0 800 860 860

Selon les statistiques brutes publiées par la Banque de France, l’encours des financements aux particuliers a augmenté de 4,1 % en France sur un an à fin novembre. Ces données montrent également que le regroupement de crédits s’estompe.

Plus de surchauffe pour les prêts à l’habitat

Selon les données publiées par la Banque de France le lundi 11 janvier 2015, la production des crédits a enregistré une hausse de 4,1 % sur 12 mois à fin novembre.

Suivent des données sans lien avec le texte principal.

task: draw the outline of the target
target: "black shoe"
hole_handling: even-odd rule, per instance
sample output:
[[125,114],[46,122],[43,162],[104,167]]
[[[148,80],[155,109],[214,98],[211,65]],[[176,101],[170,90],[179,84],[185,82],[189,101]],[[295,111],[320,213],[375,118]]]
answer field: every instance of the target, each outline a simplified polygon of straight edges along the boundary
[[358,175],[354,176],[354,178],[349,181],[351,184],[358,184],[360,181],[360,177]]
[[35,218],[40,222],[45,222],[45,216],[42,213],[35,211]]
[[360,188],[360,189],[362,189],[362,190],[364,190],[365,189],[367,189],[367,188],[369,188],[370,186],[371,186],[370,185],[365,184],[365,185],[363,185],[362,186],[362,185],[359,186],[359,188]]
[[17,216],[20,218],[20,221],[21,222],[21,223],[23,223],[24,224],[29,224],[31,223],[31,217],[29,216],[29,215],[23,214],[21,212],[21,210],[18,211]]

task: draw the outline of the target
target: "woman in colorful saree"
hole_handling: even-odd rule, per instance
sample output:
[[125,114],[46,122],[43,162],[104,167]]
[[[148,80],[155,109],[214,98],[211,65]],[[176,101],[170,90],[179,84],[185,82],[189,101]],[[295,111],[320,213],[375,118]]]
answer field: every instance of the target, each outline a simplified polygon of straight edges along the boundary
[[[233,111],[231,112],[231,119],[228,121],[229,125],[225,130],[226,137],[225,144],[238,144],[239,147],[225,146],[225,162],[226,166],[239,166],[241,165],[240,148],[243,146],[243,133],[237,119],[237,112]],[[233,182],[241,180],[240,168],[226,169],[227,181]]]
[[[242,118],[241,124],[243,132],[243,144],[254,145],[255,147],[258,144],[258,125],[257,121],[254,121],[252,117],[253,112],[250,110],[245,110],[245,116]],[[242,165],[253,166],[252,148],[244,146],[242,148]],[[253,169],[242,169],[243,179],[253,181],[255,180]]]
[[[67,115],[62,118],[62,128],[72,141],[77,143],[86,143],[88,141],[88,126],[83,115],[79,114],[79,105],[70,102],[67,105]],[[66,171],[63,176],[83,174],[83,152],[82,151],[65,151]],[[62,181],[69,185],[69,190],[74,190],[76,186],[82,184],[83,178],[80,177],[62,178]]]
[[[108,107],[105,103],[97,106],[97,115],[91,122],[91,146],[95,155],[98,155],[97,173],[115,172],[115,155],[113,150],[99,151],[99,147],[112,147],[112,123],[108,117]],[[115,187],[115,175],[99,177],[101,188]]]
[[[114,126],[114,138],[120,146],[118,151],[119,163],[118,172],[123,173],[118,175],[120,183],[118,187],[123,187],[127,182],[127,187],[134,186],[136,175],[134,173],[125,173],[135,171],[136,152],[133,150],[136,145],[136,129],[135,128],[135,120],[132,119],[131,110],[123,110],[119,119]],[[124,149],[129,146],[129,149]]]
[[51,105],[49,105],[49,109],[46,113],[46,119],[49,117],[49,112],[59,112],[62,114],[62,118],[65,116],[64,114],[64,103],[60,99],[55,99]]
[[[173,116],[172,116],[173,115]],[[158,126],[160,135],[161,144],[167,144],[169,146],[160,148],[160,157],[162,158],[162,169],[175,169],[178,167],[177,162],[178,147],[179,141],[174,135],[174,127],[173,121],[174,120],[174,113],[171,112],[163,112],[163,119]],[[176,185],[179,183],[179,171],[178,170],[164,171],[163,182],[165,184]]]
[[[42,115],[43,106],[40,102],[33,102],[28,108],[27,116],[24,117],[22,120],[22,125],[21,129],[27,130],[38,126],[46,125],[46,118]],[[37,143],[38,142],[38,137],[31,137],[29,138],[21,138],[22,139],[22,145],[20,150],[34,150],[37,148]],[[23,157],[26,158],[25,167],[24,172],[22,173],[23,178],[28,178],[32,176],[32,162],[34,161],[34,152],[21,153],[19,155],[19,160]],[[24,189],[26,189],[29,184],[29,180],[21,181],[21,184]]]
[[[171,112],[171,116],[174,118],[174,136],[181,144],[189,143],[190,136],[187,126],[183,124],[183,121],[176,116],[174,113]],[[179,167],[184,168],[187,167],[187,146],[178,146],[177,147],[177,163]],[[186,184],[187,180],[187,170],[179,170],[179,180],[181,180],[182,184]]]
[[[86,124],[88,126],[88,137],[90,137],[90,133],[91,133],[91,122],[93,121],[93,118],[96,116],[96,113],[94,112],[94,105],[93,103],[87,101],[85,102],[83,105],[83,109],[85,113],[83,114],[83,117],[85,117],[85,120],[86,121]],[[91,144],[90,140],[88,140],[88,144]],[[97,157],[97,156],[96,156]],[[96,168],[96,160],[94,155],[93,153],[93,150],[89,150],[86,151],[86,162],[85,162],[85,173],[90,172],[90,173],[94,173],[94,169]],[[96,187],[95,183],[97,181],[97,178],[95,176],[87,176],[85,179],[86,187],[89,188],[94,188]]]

Une progression qui reflète la poursuite d’une nette accélération pour les financements à la consommation (+ 4,3 % en octobre et en septembre). Pour les emprunts immobiliers, l’accélération a été quasi stable (+ 3,8 % sur un an).

En novembre 2015, la production totale de nouveaux prêts immobiliers a nettement reculé, elle s’est établie à 15,3 milliards d’euros, contre près de 18 milliards d’euros un mois plutôt.

Pour les emprunts à la consommation, les flux nets de nouveaux financements ont diminué à 4,5 milliards d’euros en novembre après une production record de 4,9 milliards d’euros en octobre.

Toutefois, les chiffres de la Banque de France montrent une production totale des crédits aux particuliers s’élevant  à 1 050,9 milliards d’euros fin novembre 2015, contre 1 014,8 milliards d’euros en novembre 2014.

Les opérations de rachat de prêts ne représentaient plus que 37 %

En seulement un mois, la production de prêt à l’habitat est passée de 17,7 milliards d’euros à 15,3 milliards d’euros, la principale raison évoquée par la Banque de France est la baisse des opérations de regroupement et de renégociation de crédits immobiliers.

Outre un éventuel recul de l’activité de financement immobilier lié aux événements de novembre à Paris, la baisse de la production des crédits à l’habitat trouve sa principale explication dans la diminution du nombre des encours rachetés ou renégociés.

A savoir que pendant toute l’année 2015, à la faveur des conditions attractives de financement, bon nombre d’emprunteur ont cherché à obtenir de nouvelles conditions de prêts, plus favorables pour les prêts en cours de remboursement.

De ce fait, au cours de l’été, les opérations de rachat et de renégociation de crédit ont représenté près d’une de demande de financement sur deux. Toutefois, le mouvement s’est considérablement ralenti dès le mois d’octobre à mesure que le nombre de prêt concerné par ces opérations baissait.

Selon les données de la Banque de France, ces opérations ne représentaient plus que 37 % de la production nouvelle à fin novembre.